A dialogue has been opened with Chuck concerning an in-depth, one-on-one interview for CDad; I shall keep you updated on any developments. In the meantime, I invite all the JG2 haters to bask in the vaporizing glow of my rock n’ roll hermit magnetism powers.

Today I Mourn A Stooge

Check out my Crawdaddy!-approved Ron Asheton eulogy. Here’s a sample for the discriminate link clicker:

I remember hearing ‘No Fun’ for the first time on the house sound at Side One Records, the hippest record shop in all of Volusia County, one otherwise stupid afternoon during my freshman year of college. It made me want to put on the darkest sunglasses I could find, clap my hands, and nod my head with my mouth open like a mental patient whacked out on rhino tranquilizers. It was that good. This vinyl copy of The Stooges was priced at $15—I think it was some kind of collector’s item because Dave Alexander had farted on it or some shit. I wasn’t about to pay that, but the cavalier soul of ‘No Fun’ stuck with me. How could it not? That riff was, as a Vermont hippie might say, so crunchy.”

If the Flower Children did anything right, it was appropriating “crunchy” for adjective use outside the food world. Thank you, filthy jerks.

I Heard Chinese Democracy In Its Entirety Last Night

No, I didn’t kidnap Sebastian Bach. There was a listening party at Webster Hall in Manhattan. To answer the burning question most music fans have about Chinese Democracy, no, Shaquille O’Neal doesn’t rap anywhere on that shit.

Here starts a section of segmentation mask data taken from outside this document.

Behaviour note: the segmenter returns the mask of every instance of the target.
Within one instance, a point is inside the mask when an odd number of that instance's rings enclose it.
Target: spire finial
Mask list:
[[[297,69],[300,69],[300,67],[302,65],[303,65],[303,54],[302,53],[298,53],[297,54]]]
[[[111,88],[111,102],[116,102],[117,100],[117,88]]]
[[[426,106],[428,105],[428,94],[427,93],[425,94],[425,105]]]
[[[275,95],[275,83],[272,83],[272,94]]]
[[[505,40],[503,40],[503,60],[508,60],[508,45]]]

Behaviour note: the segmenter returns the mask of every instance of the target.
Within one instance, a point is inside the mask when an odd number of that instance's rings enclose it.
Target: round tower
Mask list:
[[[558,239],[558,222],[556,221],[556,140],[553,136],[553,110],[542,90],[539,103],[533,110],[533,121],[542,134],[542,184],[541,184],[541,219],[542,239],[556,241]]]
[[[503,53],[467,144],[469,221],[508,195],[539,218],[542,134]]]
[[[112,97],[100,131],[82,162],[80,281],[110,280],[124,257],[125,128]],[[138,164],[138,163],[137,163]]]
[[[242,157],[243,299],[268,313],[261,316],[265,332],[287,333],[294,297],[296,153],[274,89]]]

I can’t say much else about Chi Dem at the moment because I’m working on a feature about it for next week’s edition of Crawdaddy! However, I will state for the record that I think David Fricke was being quite generous when he awarded GNR Album No. 6: Abuse Your Delusion four stars in his review for Rolling Stone. Quite generous.

Tune in to Crawdaddy! next Wednesday to get the full Chinese Democracy monty from JG2. I can’t promise free Dr Pepper, but it should be worth the wait.

P.S. – Axl was not at the Webster Hall listening party. Neo-GNR guitarist Bumblefoot was, though. Like every celebrity, he’s much shorter in real life.

P.P.S. – I realize calling Bumblefoot a celebrity might seem like a stretch. Remember, in my world, the two guys from Ski School are equal to your Brad Pitt and George Clooney.